With performance still only being slightly improved, using reflection and overrides, tried to patch the behaviour in SolrFieldNameTranslator to not need to write theses warnings to the log files in the first place. Unfortunately the code had lots of private non virtual methods, and implemented an internal interface, which proved quite tricky to override, without requiring IL modification, so really was something for Sitecore to fix.
But even after all this, still around 4+ hours to rebuild the index on a good day.
I observed an individual rebuild of the Core index was quite fast on it’s own, ~5 mins.

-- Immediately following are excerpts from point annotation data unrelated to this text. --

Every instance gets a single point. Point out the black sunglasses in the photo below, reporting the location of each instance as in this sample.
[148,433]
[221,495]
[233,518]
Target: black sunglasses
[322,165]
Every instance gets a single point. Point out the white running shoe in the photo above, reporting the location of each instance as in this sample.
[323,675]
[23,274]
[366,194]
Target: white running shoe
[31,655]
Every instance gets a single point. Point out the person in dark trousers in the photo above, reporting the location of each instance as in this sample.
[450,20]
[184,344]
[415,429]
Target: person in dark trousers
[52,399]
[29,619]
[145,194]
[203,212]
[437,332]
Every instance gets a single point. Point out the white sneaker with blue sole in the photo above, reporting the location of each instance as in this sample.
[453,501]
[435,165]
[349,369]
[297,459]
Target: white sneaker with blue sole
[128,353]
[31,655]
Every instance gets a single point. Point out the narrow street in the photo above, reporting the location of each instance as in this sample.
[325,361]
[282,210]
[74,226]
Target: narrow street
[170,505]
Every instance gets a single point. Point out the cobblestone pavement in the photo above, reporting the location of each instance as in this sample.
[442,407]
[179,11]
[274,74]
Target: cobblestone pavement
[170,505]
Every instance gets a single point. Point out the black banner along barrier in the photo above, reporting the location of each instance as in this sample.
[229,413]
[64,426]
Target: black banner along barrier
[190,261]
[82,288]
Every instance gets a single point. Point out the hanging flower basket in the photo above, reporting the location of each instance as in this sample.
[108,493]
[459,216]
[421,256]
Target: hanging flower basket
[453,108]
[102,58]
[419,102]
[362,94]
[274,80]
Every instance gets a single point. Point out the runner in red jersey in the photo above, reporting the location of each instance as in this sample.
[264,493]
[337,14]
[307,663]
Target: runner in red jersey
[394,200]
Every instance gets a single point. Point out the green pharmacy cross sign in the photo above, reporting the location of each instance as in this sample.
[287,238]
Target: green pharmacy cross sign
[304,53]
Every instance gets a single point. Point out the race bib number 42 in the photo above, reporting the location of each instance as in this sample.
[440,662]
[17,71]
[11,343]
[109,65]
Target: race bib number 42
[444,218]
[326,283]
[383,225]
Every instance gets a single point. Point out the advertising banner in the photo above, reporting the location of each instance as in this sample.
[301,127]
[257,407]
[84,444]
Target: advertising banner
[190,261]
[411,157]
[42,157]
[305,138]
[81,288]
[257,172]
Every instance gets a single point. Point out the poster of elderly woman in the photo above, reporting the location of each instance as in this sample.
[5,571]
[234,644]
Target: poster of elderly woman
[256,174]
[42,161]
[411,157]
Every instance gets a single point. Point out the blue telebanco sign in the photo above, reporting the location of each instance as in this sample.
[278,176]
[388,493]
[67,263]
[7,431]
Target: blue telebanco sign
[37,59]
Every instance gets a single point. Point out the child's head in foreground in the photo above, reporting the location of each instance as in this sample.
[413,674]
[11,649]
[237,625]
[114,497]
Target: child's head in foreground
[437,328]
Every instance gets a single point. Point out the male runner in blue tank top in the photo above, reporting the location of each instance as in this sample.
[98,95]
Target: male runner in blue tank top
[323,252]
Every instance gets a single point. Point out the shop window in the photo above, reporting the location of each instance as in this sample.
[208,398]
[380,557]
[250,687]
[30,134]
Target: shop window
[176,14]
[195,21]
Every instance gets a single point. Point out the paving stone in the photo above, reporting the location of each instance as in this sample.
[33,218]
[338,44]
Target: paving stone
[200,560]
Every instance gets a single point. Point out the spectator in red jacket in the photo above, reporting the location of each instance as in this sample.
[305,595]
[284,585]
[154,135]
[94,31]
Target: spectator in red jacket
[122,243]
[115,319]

But Sitecore Support confirmed that the algorithm used, would use resource stealing, to make the jobs finish about the same time each other (Slow job would steal resource from faster job).
And confirmed in Sitecore 8.2 update 6 all indexes were taking a similar time when run in parallel.
Work Stealing in Task Scheduler
Blog on Work Stealing
Resources on the servers, and DTU usage on the database were minimal. So didn’t appear to be maxing out.
So what was the issue, some locking, or job scheduling changed in Sitecore 9?
Well to find the answer some performance traces were required, from a test environment where could replicate this issue.
After enough performance traces were performed, Sitecore support observed that there were lots of idle threads doing nothing.
Which was odd on a server with 16 cores, and 15 threads allocated for indexing.
Sitecore support were then able to find the bug, The bug is specific to the strategy OnPublishEndAsynchronousSingleInstanceStrategy which was being used by the web index.
This strategy overrides Run() method and initialises LimitedConcurrencyLevelTaskSchedulerForIndexing singleton with the incorrect MaxThreadLimit value.
This code appears to be the same in previous versions, likely we were using onPublishEndAsync rather than onPublishEndAsyncSingleInstance before the upgrade.
Ask for bug fix #285903 from Sitecore support if you are affected by this, so your config settings don’t get overwritten.